Of the two, Traveling feels more in the vein of a DVD supplement, its fleeting impressions shot over what was evidently just a few days on set, but Behind alone is worth the price of admission. It goes to show that creative collaborators need not always be on the same wavelength: Here, Jarmusch drones zen-koan-like “mottoes” (“It’s hard to get lost if you don’t know where you’re going”), Bill Murray tries on Tilda Swinton’s hat, and, best of all, famously temperamental cinematographer Chris Doyle snaps “fuck you very much” at his director. If you care to reconsider the result of all this rushing around, you can: Jarmusch’s 11th feature screens, in 35mm, right afterward (5pm).
As if two docs weren’t enough, Rinaldi has a third at First Look this weekend, This Is What It Is (Friday, 7pm), which follows censored Havana hip-hop group Los Aldeanos from 2009 to 2015, during which time the act becomes popular largely through illicit distribution channels at home—but also manages to get exit visas to perform abroad. Some of the movie’s more fascinatingly contentious moments come as the band travels to Miami for the first time: They bristle at journalists and promoters eager to peg them as anti-Castro (their lyrics narrate harsh everyday realities, but they are nonetheless reluctant to proclaim their politics as they travel), and it turns out a woman who booked their Florida appearances has effectively swindled them. Prevented from getting their message out publicly at home, Los Aldeanos must face a whole other set of difficulties as pigeonholed “voices of dissent” abroad.

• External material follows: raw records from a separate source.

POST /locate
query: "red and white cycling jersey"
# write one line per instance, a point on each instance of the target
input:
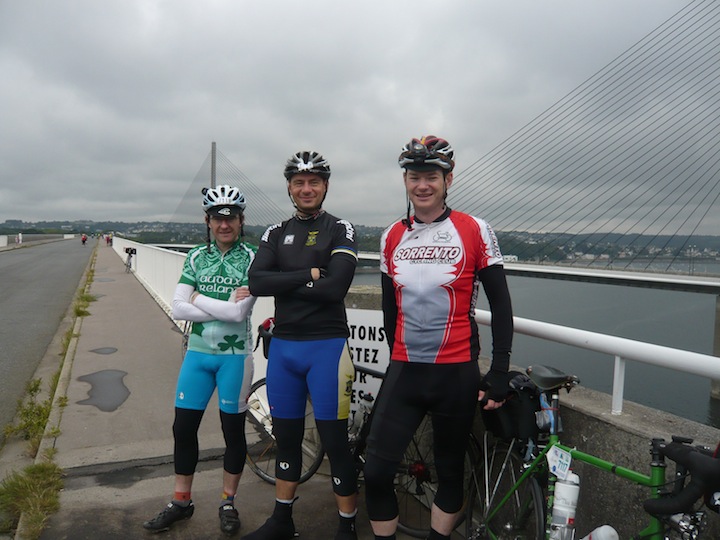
(433, 268)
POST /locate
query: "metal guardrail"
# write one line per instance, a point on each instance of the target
(621, 348)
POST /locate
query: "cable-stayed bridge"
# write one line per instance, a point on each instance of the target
(624, 171)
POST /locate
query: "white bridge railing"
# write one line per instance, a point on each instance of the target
(621, 348)
(159, 269)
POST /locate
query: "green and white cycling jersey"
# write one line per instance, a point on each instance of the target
(220, 324)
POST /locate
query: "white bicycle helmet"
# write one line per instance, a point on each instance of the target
(427, 152)
(223, 197)
(310, 162)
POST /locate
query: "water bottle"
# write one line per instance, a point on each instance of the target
(604, 532)
(564, 505)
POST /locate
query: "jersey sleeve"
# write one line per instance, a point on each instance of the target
(183, 310)
(336, 279)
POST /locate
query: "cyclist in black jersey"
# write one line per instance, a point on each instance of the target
(432, 265)
(307, 263)
(213, 294)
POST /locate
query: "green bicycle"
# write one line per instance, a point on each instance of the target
(513, 485)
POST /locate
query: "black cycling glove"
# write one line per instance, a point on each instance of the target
(496, 385)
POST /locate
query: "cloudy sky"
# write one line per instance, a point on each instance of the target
(109, 107)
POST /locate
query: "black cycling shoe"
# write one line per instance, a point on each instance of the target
(273, 530)
(229, 519)
(170, 514)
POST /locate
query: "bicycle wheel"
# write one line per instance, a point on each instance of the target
(261, 446)
(522, 517)
(416, 482)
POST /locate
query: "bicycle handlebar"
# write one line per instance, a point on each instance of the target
(704, 471)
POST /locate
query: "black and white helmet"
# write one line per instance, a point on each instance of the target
(223, 197)
(309, 162)
(426, 153)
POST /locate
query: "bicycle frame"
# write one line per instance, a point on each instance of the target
(655, 480)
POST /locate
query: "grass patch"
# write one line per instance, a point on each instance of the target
(82, 303)
(32, 416)
(33, 493)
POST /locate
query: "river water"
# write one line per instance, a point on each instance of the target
(672, 319)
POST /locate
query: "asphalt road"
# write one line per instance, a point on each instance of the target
(37, 286)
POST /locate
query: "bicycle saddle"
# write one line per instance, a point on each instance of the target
(550, 378)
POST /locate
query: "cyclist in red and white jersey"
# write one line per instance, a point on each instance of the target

Another study of the dashed Communist dream in Cuba, Carlos M. Quintela’s black-and-white narrative feature The Project of the Century (Saturday, 7:30pm, screening with Ozoners) takes place in a half-completed worker complex called “Electro-Nuclear City,” in the ghost town of Juraguá, which was to be the site of a massive Soviet-backed nuclear power plant. Project, the winner of a Tiger Award at last year’s Rotterdam festival, periodically breaks from its family drama to tell the story of the place through archival local-TV footage: The two nations came to a reactor agreement in 1976, and ground was broken on the facility in the early 1980s; faulty parts slowed construction from there, though, and then the Soviet Union collapsed, and by 1992 the whole venture was suspended indefinitely. The film’s setting is terrific—the abandoned plant looms like the shell of a basilica; the outlying apartment buildings, Dekalog tower blocks, look like lonely satellites. The funny-sad saga of three generations of men confined to the same apartment is, however, less interesting to watch.

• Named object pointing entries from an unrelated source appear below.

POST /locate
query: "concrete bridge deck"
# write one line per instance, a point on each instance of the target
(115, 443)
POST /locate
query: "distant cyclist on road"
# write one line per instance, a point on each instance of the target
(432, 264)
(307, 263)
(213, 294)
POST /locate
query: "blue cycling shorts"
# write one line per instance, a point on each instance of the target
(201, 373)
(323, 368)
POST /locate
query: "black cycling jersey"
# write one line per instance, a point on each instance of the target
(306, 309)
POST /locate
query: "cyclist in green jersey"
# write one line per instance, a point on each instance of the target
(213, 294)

Closing out the weekend’s festivities is Jonathan Perel’s structural documentary Toponymy (Sunday, 7pm), which tours four grid-like northern-Argentine settlements built during the Dirty War’s “Operation Independence,” prefab villages where the military corralled local peasants to stop further armed resistance. The film’s four chapters are each devoted to one of the locales, and each chapter contains a few dozen shots, which appear in roughly the same sequence every time. We peer down quiet residential streets and tour town squares teeming with whitewashed tree trunks before looking at a succession of community buildings. Voices and cars and music are audible off-camera, and occasionally people pass through the frame at a distance, but here Perel primarily documents decades-old infrastructure and the back-to-nature creep of unmanicured lawns.

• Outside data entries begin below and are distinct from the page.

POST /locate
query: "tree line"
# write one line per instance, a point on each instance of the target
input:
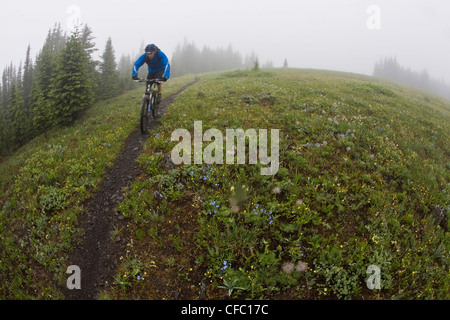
(389, 68)
(63, 81)
(188, 58)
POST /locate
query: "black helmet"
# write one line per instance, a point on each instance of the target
(150, 48)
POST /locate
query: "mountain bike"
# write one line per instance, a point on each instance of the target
(149, 102)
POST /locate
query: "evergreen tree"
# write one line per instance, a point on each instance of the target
(89, 47)
(109, 78)
(18, 116)
(71, 90)
(42, 117)
(256, 65)
(3, 132)
(27, 77)
(46, 69)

These are built-to-plan portraits of built-to-plan places, but what Toponymy actually becomes, among other things, is a ruminant spot-the-difference exercise. The title itself refers to the etymological study of place-names, which here are similar but not at all the same. All the towns have basketball courts, but only at Lieutenant Berdina do the baskets still appear to have rims; all the towns display busts of their felled-officer namesakes, but only at Sergeant Moya has the commemorative sculpture gone missing. Soldier Maldonado, meanwhile, is the lone village that appears uninhabited from its ramshackle front gates (a few shots later we see that this is not the case). These settlements, built for surveillance, are themselves finally being surveilled in Perel’s remarkable film—the undisputed highlight of First Look’s middle weekend.